The EpiPen is hundreds of dollars cheaper in Canada than it is in the U.S., because our neighbor to the north doesn't let pharmaceutical companies prey on its citizens.

The EpiPen is hundreds of dollars cheaper in Canada than it is in the U.S., because our neighbor to the north doesn't let pharmaceutical companies prey on its citizens. Greg Friese

Sens. Amy Klobuchar (D-MN) and John McCain (R-AZ) had a pretty good, if short-lived, idea the other day.

They introduced the Safe and Affordable Drugs from Canada Act. Americans currently paying way too much for medicine life-saving drugs would be allowed to import those meds from Canada, at a huge discount.

But on Thursday, a Republican majority senators with the help of 13 Democrats -- all people who take tons of cash from pharmaceutical companies, according to OpenSecrets.org -- voted against it.

Which is too bad. Americans would be able to save hundreds of dollars on common pharmaceuticals if they could only buy from Canada. A 2015 study by the Commonwealth Fund, a nonpartisan foundation that supports health research, found that compared to 12 other wealthy, industrialized nations, the United States has some of the sickest people despite spending the most on healthcare.

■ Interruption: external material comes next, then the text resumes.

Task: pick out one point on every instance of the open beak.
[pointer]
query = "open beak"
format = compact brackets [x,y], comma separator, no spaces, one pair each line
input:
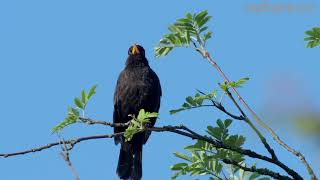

And here’s a price comparison chart from the Canadian International Pharmacy Association:

A number of the Senate naysayers, including Sen. Cory Booker (D-N.J.) -- who’d become a progressive hero for a hot minute after testifying against Trump attorney general pick Jeff Sessions -- claimed they voted against cheaper drugs because they couldn’t be sure that Canadian drugs were safe to use.

That’s odd. It's not like Canada's a Third World country. And one could argue that its government does a much better job of protecting citizens than ours does.

Besides, the legislation would direct the FDA to publish online a list of approved Canadian pharmacies to buy from, and the drugs would be dispensed by a licensed American pharmacy. It would require the imported drugs to have the same active ingredients, in the same dosage, as their American counterparts.

Plus, the Safe and Affordable Drugs from Canada Act would mostly just add a layer of legitimacy and consumer safety to something that desperate Americans already do.

According to the FDA, it is illegal for individuals to import drugs that haven’t been approved for use and sale in the United States. However, the FDA’s never going to object to folks importing a personal supply just as long as the drug in question isn’t considered unreasonably risky.

Oh well. It would be a great idea, if only the Senate would have put America before its corporate masters.